Certains pensent que le Theravada est égoïste parce qu’il enseigne que chacun doit œuvrer par soi-même pour son salut. Mais comment quelqu’un d’égoïste pourrait atteindre l’Eveil ?
Les deux écoles acceptent les trois « yana » ou « bhodi » mais considèrent que l’idéal du Bodhisattva est le plus élevé. Le Mahayana a créé de nombreuses figures de Bodhisattva tandis que le Theravada considère qu’un Bodhisattva est un homme vivant parmi nous et qui consacre toute son existence à atteindre la perfection et devenir finalement un Bouddha pleinement éveillé pour le bien du monde, pour le bonheur du monde.
Trois types de bouddhéité
Il y a trois types de bouddhéité : le Samma Sambouddha qui obtient la pleine illumination par son propre effort, le Pacceka Bouddha qui a des qualités moindres que le Samma Sambouddha et le Savaka Bouddha qui est le disciple d’un Arahant.
L’accomplissement du nirvana pour ces trois natures de Bouddha est la même. La seule différence réside dans le fait que le Samma Sambouddha possède plus de qualités et de capacités que les deux autres.

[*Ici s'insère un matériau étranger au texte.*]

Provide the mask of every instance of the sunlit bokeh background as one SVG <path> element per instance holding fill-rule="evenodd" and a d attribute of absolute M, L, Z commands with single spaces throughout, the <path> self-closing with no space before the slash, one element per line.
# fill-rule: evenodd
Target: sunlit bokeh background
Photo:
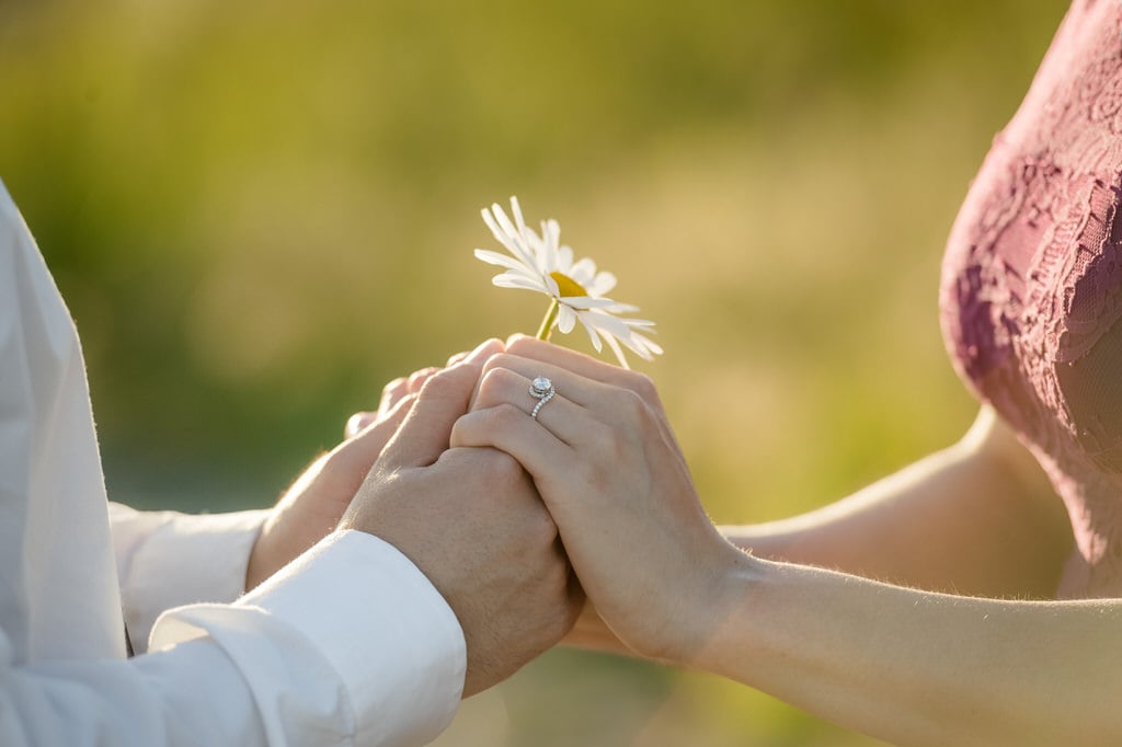
<path fill-rule="evenodd" d="M 269 505 L 389 378 L 532 332 L 471 257 L 516 194 L 657 321 L 640 368 L 714 518 L 771 519 L 969 424 L 940 253 L 1065 6 L 0 0 L 0 177 L 118 500 Z M 440 744 L 875 743 L 558 651 Z"/>

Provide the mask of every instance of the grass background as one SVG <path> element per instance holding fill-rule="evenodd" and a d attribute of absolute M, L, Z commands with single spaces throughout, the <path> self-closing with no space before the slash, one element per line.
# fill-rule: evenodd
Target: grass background
<path fill-rule="evenodd" d="M 941 249 L 1065 4 L 0 0 L 0 177 L 114 499 L 269 505 L 389 378 L 533 332 L 541 299 L 471 257 L 517 194 L 659 322 L 641 368 L 714 518 L 763 520 L 971 422 Z M 440 744 L 873 743 L 558 651 Z"/>

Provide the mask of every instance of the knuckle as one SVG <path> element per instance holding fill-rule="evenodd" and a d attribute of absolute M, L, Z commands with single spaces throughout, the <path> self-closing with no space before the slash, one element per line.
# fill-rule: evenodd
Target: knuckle
<path fill-rule="evenodd" d="M 631 389 L 640 399 L 647 403 L 656 403 L 659 400 L 659 389 L 654 386 L 654 379 L 652 379 L 646 374 L 632 374 Z"/>
<path fill-rule="evenodd" d="M 496 416 L 500 416 L 500 411 L 495 411 Z M 497 449 L 489 449 L 484 459 L 487 460 L 487 472 L 502 480 L 504 483 L 524 479 L 522 464 L 511 454 Z"/>
<path fill-rule="evenodd" d="M 493 368 L 484 372 L 479 384 L 477 403 L 480 407 L 493 407 L 509 402 L 518 385 L 518 375 L 508 368 Z"/>

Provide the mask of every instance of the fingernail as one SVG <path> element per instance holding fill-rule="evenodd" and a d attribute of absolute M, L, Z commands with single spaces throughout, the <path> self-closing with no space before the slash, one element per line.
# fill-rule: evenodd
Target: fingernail
<path fill-rule="evenodd" d="M 374 422 L 374 416 L 369 413 L 355 413 L 347 419 L 347 437 L 357 435 L 359 431 L 366 428 L 367 425 Z"/>

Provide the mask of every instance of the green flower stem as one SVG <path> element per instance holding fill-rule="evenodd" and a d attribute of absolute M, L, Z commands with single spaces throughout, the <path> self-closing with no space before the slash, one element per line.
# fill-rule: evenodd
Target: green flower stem
<path fill-rule="evenodd" d="M 561 304 L 554 298 L 553 303 L 550 304 L 550 310 L 545 312 L 545 319 L 542 320 L 542 325 L 537 328 L 537 334 L 535 335 L 539 340 L 550 339 L 550 333 L 553 332 L 553 323 L 558 321 L 558 311 L 561 308 Z"/>

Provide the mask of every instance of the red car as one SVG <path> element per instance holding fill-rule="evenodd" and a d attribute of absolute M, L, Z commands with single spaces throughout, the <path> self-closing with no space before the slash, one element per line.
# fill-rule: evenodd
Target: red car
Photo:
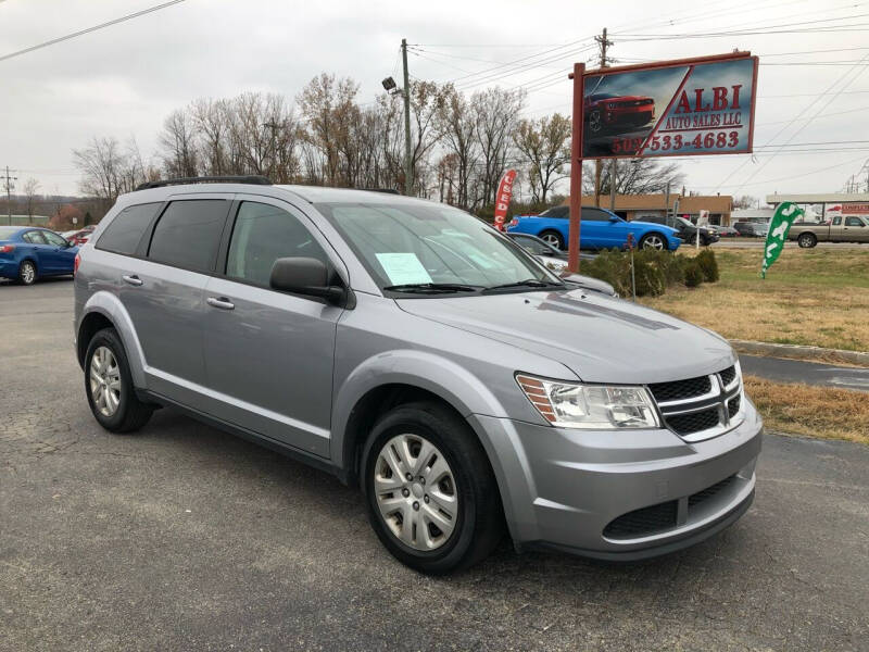
<path fill-rule="evenodd" d="M 619 127 L 642 127 L 654 118 L 655 100 L 645 96 L 599 92 L 585 97 L 585 122 L 594 135 L 620 130 Z"/>

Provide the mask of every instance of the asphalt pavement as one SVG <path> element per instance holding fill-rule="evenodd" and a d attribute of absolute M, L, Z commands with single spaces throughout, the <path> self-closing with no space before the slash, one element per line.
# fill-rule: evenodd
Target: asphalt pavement
<path fill-rule="evenodd" d="M 869 391 L 869 369 L 867 368 L 742 353 L 740 354 L 740 366 L 744 374 L 753 374 L 780 383 L 806 383 L 839 389 Z"/>
<path fill-rule="evenodd" d="M 333 477 L 163 410 L 102 430 L 72 284 L 0 286 L 0 650 L 867 650 L 869 448 L 768 434 L 733 527 L 633 564 L 448 578 Z"/>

Certains pensent que la vacuité (ou sunyata) explicitée par Nagarjuna est une doctrine propre à l’enseignement Mahayana. Cette notion est basée sur l’idée de non-soi (anatta), sur paticcamappada ou processus de la coproduction conditionnée, qui se trouve dans les textes originaux en langue palie du Theravada. Une fois, Ananda demanda au Bouddha : « Certains disent que le monde n’est que vacuité. Qu’est-ce que la vacuité ? » Et le Bouddha répondit : « Ananda, il n’y a pas de soi, ni rien qui dépende de soi dans le monde. En conséquence, le monde est vide. »
Cette idée a été reprise par Nagarjuna lorsqu’il écrit son ouvrage remarquable, le « Madhyamika Karita ».
A côté de la notion de vacuité, il y a le concept de « conscience fondamentale » (alayavijnava) dans le bouddhisme mahayana qui trouve ses racines dans les textes théravadins. Les Mahayanistes ont développé ceci dans une philosophie et une psychologie approfondies.